I don't think it really depends on where you want to end up if you have those answers for yourself yet.

I wonder before we wrap up this call if you could share a story maybe,

If you have a story about your mom's jewelry or wearing a piece of her jewelry or something that happened while you were wearing something that belonged to her,

Maybe a piece of your own and really bring us full circle with this childhood experience of playing in her treasure box and if any of that has come forward for you or followed you now into adulthood.

It has.

Yeah,

Thank you.

I'm actually looking at her jewelry box right now.

It's over in a corner in my studio up on a shelf.

And what's neat is that I will,

Whenever I get a nudge,

I don't know,

A few times a year,

But I'll just go back to it and see what's in there.

And something new always stands out.

So even as I'm talking to you,

I'm literally wearing her silver hoop earrings,

Which is just so cool.

Like how timeless they are that,

You know,

35 years later and here I am wearing them.

But what was really neat is that for my something old when I got married,

The theme throughout the wedding was dragonflies,

But obviously I wanted to wear a piece of her jewelry.

And so there was actually a tiny,

Tiny ring of her initials that was all tarnished and pretty beat up that I don't ever remember seeing before that.

And I decided that I wanted to wear it on my pinky and my husband's mom,

She actually,

My mother-in-law,

She took it and cleaned.

This was before I was actually doing jewelry before I opened my shop and really gotten back into it and whatnot.

So anyway,

She took it and refinished it for me and then gave it back to me on the morning of the wedding.

And so that was really an incredible way to be able to just have her as part of that day with us.

Yeah.

That's really beautiful.

That's beautiful.

I remember one of the first things I did after my mom died was get some of her jewelry reset.
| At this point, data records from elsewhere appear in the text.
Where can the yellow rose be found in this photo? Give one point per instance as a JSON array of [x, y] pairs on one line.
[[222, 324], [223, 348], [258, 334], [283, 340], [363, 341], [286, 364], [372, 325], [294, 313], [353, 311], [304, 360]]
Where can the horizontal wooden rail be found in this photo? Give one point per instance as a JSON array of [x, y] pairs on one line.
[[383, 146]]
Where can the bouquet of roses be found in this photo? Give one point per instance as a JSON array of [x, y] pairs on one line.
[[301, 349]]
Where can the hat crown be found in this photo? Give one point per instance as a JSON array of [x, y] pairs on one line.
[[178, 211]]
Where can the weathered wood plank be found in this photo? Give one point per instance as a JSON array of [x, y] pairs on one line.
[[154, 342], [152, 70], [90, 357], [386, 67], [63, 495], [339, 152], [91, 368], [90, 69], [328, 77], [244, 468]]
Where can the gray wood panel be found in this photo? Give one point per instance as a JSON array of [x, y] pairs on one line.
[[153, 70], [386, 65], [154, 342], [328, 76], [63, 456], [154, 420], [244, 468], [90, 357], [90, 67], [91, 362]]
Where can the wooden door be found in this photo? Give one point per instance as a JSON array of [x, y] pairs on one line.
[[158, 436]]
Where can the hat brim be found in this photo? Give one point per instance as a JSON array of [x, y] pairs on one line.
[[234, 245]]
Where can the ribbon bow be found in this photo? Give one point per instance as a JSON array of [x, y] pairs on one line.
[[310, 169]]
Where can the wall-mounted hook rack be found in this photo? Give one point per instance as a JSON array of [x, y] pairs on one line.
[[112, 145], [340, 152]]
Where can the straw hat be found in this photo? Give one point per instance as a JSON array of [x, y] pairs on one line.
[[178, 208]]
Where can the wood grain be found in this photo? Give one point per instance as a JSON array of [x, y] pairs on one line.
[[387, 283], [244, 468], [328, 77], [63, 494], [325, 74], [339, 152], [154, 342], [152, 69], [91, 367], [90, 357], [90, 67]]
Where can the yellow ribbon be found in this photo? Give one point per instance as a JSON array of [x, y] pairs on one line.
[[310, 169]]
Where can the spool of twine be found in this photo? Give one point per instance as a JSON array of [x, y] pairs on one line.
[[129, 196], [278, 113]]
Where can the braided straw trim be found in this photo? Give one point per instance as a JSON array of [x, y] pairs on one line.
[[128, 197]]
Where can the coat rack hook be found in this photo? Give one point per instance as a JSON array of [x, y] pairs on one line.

And what's interesting is that set of jewelry was from her best friend who had died.

And I was,

I remember being alive when my mom was grieving this friend.

And so in her best friend's death,

She got her ring and a necklace that I think they bought together,

Like on a cruise or something like that.

They'd done a cute best friend cruise.

And so when my mom died,

She was like the jewelry I got from my friend is going to Shelby.

And I also,

I got it reset in silver because I don't wear a lot of gold,

But I got it reset in silver and I was able to wear it the day of my graduation in it.

So it seems like these milestones are saturated with like,

If I wear you,

Maybe you're here a little bit.

It's a little wishful thinking when it happens,

But I'm like,

If I wear you,

Maybe you're here.

You're here.

Yeah.

And to touch them,

Right?

Like rub on them and have that tactical sort of tangible,

I can't hug you,

But here you are as much as I can bring you forward into this moment.

You know?

Yeah.

Yeah.

That's so special.

I'm so glad that you have those pieces.

Yeah.

And I'm so glad that you have yours as well because yeah,

Wedding days,

Graduation days,

Having children,

You know,

Getting promotions,

Major moves.

It's like these,

If they can't be there,

We're going to go for the next best thing.